Die dänischen Fußballerinnen verlangen mehr Gehalt. Ein WM-Quali-Spiel wurde deshalb bereits abgesagt.

shz.de von
erstellt am 20.Okt.2017 | 14:20 Uhr

Kopenhagen | Nach Fortschritten im Gehaltsstreit zwischen Dänemarks Fußball-Frauen und dem nationalen Verband kann das WM-Qualifikationsspiel gegen Kroatien stattfinden. Es habe eine Teil-Einigung gegeben, die Verhandlungen würden nach dem Spiel am Dienstag fortgesetzt, teilten der Verband DBU und die Spielervereinigung am Freitag gemeinsam mit. Das Qualifikationsspiel gegen Schweden hatte der Vize-Europameister wegen des Disputs abgesagt.

Seit Wochen wird über die Bezahlung der dänischen Nationalspielerinnen gestritten. Sie fordern ein höheres Gehalt vom Verband und wollen die gleichen Rechte bekommen wie das Männer-Nationalteam. Der Verband hatte nach eigenen Angaben angeboten, die Ausgaben für die Frauen-Nationalmannschaft von 2,6 auf 4,6 Millionen Kronen zu erhöhen. Die Herren-Auswahl hatte ihrerseits solidarisch angeboten, zugunsten der Kolleginnen auf rund 67.000 Euro im Jahr zu verzichten - falls die Kolleginnen die gleichen Grundrechte erhalten.

„In letzter Zeit ging es viel um Konflikt - das hat der Mannschaft geschadet“, erklärte DBU-Vizechef Kim Hallberg.
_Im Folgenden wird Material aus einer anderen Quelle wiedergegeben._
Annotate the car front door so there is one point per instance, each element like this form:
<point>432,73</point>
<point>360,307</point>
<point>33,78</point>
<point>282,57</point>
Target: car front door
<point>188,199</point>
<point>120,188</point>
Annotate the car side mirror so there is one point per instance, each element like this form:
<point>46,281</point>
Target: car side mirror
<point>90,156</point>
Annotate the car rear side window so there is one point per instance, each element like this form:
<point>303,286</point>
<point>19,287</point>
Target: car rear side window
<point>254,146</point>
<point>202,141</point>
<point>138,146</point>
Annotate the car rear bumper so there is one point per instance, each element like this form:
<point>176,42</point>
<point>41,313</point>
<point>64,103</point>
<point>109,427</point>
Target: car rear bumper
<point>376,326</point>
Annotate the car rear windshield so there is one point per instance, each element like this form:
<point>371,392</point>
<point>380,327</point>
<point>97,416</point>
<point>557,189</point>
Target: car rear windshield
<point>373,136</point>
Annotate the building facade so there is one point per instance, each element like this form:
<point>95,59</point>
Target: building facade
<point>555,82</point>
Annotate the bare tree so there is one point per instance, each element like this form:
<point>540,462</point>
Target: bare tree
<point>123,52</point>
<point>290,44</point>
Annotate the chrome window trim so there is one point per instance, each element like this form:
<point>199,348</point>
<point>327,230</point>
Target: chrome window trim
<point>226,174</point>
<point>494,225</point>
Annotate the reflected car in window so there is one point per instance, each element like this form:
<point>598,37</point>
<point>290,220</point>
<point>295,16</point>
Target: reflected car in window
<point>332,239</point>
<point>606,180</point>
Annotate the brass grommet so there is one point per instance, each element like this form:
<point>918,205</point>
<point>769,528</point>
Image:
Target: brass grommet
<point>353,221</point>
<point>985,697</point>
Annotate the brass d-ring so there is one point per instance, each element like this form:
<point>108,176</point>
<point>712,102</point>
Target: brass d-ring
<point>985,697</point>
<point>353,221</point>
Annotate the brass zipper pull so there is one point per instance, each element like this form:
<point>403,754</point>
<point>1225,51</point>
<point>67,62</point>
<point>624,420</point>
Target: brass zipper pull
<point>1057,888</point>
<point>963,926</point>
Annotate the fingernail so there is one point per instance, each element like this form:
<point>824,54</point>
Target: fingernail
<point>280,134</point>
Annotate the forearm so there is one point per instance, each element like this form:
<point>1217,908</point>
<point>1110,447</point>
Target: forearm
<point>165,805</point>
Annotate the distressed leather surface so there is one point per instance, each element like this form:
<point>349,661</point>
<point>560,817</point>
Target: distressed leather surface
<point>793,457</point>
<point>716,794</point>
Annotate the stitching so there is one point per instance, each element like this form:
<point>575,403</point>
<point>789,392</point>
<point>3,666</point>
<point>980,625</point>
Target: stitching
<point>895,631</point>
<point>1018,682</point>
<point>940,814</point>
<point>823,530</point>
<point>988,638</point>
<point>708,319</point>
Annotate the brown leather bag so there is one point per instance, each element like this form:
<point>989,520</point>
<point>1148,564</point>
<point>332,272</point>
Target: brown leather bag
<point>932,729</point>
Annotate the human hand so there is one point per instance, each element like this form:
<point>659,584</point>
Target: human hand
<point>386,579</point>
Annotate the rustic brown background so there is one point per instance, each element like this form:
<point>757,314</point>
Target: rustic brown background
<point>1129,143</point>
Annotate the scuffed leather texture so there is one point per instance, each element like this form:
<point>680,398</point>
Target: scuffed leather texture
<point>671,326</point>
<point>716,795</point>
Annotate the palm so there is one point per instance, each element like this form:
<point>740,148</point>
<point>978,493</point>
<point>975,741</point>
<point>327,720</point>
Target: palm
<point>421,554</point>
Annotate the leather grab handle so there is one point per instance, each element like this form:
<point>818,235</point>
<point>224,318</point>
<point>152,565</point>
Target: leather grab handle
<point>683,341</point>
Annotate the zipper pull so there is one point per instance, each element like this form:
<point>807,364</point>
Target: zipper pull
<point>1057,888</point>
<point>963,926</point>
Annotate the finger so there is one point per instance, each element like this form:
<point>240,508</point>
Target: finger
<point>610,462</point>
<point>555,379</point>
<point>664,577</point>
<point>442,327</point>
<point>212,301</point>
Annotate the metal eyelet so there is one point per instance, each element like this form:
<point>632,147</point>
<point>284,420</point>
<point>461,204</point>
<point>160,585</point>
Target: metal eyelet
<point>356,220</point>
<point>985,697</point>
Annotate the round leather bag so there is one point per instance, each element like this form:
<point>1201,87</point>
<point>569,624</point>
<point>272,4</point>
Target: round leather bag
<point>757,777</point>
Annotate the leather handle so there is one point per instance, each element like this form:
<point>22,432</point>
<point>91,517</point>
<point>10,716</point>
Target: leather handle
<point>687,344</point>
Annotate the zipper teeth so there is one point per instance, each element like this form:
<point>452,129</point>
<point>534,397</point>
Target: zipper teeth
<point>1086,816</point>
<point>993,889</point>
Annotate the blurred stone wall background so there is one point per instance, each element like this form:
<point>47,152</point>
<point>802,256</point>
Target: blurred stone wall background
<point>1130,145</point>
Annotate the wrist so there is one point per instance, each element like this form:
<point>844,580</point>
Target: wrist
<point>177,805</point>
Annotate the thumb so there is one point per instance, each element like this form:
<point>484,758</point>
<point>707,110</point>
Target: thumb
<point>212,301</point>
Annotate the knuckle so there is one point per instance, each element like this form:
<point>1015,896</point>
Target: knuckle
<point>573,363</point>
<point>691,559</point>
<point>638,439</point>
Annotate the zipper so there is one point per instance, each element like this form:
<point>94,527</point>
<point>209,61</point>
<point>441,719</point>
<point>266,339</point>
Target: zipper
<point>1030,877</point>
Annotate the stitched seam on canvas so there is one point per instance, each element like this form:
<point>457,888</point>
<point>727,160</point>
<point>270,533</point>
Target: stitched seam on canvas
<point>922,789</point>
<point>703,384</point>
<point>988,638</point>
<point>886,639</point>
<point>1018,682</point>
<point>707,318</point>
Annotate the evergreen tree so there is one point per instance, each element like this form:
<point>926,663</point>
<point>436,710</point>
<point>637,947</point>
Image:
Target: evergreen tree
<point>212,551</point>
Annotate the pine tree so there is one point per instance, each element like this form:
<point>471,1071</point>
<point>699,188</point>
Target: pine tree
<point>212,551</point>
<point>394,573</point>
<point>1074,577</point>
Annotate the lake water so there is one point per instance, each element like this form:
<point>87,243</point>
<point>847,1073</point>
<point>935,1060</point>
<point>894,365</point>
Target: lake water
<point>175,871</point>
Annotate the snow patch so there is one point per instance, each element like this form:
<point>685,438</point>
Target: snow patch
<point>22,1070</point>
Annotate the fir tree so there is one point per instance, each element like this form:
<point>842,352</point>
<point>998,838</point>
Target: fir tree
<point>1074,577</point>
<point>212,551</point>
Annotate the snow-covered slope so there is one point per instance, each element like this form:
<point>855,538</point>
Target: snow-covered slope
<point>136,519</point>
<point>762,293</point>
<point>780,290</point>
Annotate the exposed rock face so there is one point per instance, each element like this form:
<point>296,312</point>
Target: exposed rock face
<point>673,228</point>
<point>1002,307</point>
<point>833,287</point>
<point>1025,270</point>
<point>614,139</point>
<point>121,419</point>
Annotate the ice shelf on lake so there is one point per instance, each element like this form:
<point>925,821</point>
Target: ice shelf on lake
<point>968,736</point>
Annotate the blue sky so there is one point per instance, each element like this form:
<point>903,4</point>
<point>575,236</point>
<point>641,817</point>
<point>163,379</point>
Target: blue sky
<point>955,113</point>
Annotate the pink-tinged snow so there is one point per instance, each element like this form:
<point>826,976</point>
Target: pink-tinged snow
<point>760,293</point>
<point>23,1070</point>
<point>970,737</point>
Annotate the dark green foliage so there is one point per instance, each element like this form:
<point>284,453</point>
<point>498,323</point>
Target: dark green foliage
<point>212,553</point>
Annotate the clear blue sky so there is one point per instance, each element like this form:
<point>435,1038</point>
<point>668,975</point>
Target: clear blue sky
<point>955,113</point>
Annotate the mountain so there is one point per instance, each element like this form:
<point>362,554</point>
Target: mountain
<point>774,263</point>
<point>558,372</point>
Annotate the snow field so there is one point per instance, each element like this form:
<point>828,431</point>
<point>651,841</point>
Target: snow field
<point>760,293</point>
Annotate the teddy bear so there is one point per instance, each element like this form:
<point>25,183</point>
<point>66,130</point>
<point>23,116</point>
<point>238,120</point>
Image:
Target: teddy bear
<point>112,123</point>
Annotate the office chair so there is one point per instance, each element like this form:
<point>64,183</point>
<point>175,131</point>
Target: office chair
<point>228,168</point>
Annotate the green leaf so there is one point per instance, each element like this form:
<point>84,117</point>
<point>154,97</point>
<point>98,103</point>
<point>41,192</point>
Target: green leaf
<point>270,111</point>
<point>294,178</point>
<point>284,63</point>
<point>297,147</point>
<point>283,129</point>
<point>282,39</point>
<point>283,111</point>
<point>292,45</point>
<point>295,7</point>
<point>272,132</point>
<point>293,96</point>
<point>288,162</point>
Jetzt liege der Fokus wieder auf Fußball. „Wir freuen uns zu trainieren und zu spielen.“ Die Spielerinnen zeigten sich zufrieden. Wichtig sei, dass weiter verhandelt und bald eine Einigung erzielt werde. Details zur Teil-Einigung wurden nicht genannt.

In einem ähnlichen Streit in Norwegen hatte der dortige Fußball-Verband kürzlich die Entschädigungszahlungen für seine Nationalteams neu geregelt und die Frauen von 2018 an mit den Männern gleichgestellt.